Glastonbury usually takes place towards the end of June
- Glastonbury is the UK’s largest music festival
- It is held on a farm outside the village of Pilton, Somerset. It is an open-air festival, meaning the audience stand outside.
- The festival lasts for three days (Friday to Sunday), although sometimes it extends to 4.
- Approximately 150 000 people go to the festival
- Festival-goers mostly camp. Different camp sites are set up: some are for families, some are quieter, and some are all night parties. It often rains during the festival, making the camping muddy. Being covered in mud and watching music in the rain is often called the ‘festival experience’
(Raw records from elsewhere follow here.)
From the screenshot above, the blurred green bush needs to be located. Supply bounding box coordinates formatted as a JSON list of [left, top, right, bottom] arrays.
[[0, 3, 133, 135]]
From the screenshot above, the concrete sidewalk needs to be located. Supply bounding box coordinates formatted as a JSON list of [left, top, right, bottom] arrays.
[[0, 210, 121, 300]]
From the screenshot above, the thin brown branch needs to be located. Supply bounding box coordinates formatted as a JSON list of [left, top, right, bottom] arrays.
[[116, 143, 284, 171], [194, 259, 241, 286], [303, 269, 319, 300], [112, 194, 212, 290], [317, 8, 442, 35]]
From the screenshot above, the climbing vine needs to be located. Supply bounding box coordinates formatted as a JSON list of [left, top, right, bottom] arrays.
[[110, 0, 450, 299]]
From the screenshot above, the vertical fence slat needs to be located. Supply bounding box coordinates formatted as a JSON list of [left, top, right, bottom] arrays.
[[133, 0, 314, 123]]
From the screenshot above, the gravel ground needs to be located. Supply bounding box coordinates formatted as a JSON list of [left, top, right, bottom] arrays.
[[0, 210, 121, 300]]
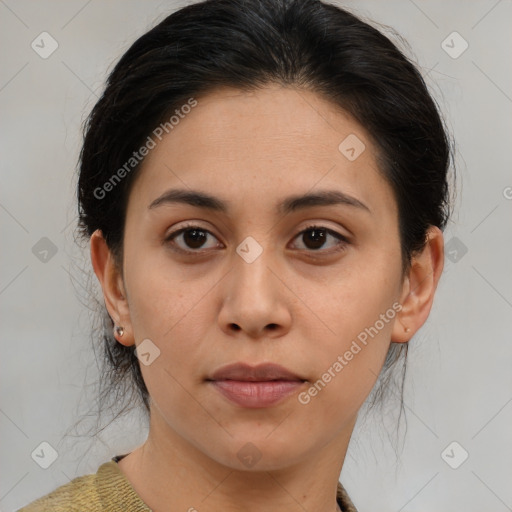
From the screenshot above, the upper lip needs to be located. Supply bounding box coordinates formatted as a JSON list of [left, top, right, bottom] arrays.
[[208, 363, 304, 382]]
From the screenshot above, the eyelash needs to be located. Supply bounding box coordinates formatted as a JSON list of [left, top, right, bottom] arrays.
[[164, 224, 349, 256]]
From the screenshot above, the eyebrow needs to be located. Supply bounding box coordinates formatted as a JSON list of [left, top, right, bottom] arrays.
[[148, 189, 371, 214]]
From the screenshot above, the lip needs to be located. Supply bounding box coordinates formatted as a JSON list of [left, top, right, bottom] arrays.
[[207, 363, 305, 408]]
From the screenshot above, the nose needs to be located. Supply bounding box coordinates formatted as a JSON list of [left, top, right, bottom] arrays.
[[219, 243, 293, 339]]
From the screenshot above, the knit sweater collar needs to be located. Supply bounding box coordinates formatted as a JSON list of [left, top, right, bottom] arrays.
[[109, 455, 357, 512]]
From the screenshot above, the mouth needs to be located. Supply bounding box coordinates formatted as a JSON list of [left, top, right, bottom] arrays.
[[206, 363, 307, 408]]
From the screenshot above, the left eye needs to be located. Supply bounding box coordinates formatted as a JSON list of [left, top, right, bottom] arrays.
[[290, 226, 348, 251]]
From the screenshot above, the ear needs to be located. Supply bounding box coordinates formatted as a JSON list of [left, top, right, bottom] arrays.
[[91, 229, 135, 347], [391, 226, 444, 343]]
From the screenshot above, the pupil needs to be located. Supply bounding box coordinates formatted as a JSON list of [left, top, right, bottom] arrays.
[[183, 229, 206, 249], [303, 229, 325, 249]]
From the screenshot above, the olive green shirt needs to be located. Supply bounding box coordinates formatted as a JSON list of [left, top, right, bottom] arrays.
[[18, 456, 357, 512]]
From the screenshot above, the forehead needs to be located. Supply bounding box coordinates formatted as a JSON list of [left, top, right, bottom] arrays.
[[127, 86, 394, 220]]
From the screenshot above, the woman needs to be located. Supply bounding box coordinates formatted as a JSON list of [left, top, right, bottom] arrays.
[[22, 0, 450, 512]]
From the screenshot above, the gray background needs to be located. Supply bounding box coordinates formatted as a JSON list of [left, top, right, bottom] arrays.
[[0, 0, 512, 512]]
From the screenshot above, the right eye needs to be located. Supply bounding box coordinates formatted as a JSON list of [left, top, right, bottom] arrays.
[[165, 224, 223, 253]]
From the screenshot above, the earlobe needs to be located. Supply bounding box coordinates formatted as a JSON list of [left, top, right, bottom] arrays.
[[391, 226, 444, 343], [91, 230, 135, 346]]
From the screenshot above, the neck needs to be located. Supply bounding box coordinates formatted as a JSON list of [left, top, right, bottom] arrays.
[[119, 408, 355, 512]]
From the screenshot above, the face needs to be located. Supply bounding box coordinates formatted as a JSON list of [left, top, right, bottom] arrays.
[[116, 86, 403, 469]]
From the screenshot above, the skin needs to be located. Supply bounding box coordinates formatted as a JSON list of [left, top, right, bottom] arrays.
[[91, 86, 443, 512]]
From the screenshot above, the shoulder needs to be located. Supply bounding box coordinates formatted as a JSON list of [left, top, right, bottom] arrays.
[[18, 475, 102, 512], [18, 461, 151, 512]]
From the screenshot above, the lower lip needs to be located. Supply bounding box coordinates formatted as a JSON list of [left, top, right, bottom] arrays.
[[211, 380, 304, 408]]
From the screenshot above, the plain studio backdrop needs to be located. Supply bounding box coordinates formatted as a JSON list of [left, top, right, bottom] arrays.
[[0, 0, 512, 512]]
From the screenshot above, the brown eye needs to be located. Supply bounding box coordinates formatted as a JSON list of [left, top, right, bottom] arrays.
[[290, 226, 349, 252], [165, 226, 219, 252]]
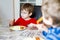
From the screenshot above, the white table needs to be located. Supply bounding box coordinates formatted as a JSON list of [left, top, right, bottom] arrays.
[[0, 26, 42, 40]]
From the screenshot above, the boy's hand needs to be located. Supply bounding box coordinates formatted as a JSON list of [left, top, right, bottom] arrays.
[[9, 19, 15, 26], [28, 23, 36, 27]]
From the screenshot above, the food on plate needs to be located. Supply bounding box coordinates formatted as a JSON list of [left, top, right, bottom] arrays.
[[10, 26, 26, 30]]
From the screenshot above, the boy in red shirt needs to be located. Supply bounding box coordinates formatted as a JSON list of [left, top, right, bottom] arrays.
[[10, 3, 37, 26]]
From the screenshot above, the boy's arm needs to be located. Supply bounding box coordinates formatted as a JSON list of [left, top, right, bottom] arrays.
[[13, 18, 21, 25]]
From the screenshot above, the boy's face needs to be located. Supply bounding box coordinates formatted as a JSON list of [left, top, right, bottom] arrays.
[[21, 10, 31, 19], [42, 3, 60, 25]]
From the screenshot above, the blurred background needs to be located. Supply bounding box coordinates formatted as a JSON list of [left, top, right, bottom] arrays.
[[0, 0, 42, 25]]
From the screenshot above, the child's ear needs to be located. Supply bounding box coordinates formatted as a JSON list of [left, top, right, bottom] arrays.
[[29, 13, 32, 16]]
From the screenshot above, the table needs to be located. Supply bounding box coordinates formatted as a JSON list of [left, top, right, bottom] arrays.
[[0, 26, 42, 40]]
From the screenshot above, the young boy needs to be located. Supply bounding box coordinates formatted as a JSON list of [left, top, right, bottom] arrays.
[[42, 0, 60, 40], [10, 3, 36, 27]]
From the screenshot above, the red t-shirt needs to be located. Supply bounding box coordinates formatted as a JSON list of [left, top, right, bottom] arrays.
[[14, 18, 37, 26]]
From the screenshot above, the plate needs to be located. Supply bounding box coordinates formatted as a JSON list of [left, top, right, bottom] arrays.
[[10, 26, 26, 30]]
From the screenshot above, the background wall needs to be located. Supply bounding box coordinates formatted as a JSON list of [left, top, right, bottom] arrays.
[[0, 0, 13, 25]]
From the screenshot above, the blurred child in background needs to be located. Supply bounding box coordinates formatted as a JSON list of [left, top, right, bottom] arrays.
[[9, 3, 37, 27], [42, 0, 60, 40]]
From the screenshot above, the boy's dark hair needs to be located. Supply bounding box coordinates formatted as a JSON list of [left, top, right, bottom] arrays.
[[21, 3, 34, 13]]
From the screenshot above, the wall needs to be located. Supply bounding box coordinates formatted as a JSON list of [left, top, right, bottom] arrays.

- The Glastonbury Festival began in 1970, and followed the idea of festivals in the 1960s: hippies, love, and music
- As well as music, the festivals has tents concentrating on religion, healing, and charity
- The festival was run for many years by farmer Michael Eavis (who owned the farm, ‘Worthy Farm’). It has since been taken over by his daughter Emily Eavis
- Some people complain that Glastonbury has moved away from what it used to be about, and is now too commercial. Tickets are not cheap, and there is now heightened security
- Despite the criticism, Glastonbury continues to promote charities. Oxfam and Greenpeace are two of the best supported
- Almost every major musician, band, and singer in the western world has played Glastonbury. The headline slots (the last slot of each day) are much coveted, especially headline slots on the main stage. Playing the headline slot on the final Sunday is a very big deal
- The headline slots are not simply given to the biggest selling groups, but sometimes given to some of the ‘hottest’ groups
- Although originally a guitar/rock-based festival, artists such as Kyle Minogue, Bjork and Jay-Z have all played
- A great Glastonbury show will often help make a group move from well-known to very famous, or from famous to one of the biggest names in UK music. An example is Radiohead, whose headline concert at Glastonbury helped push them to become arguably the biggest band in the UK, which then helped them become more popular around the world.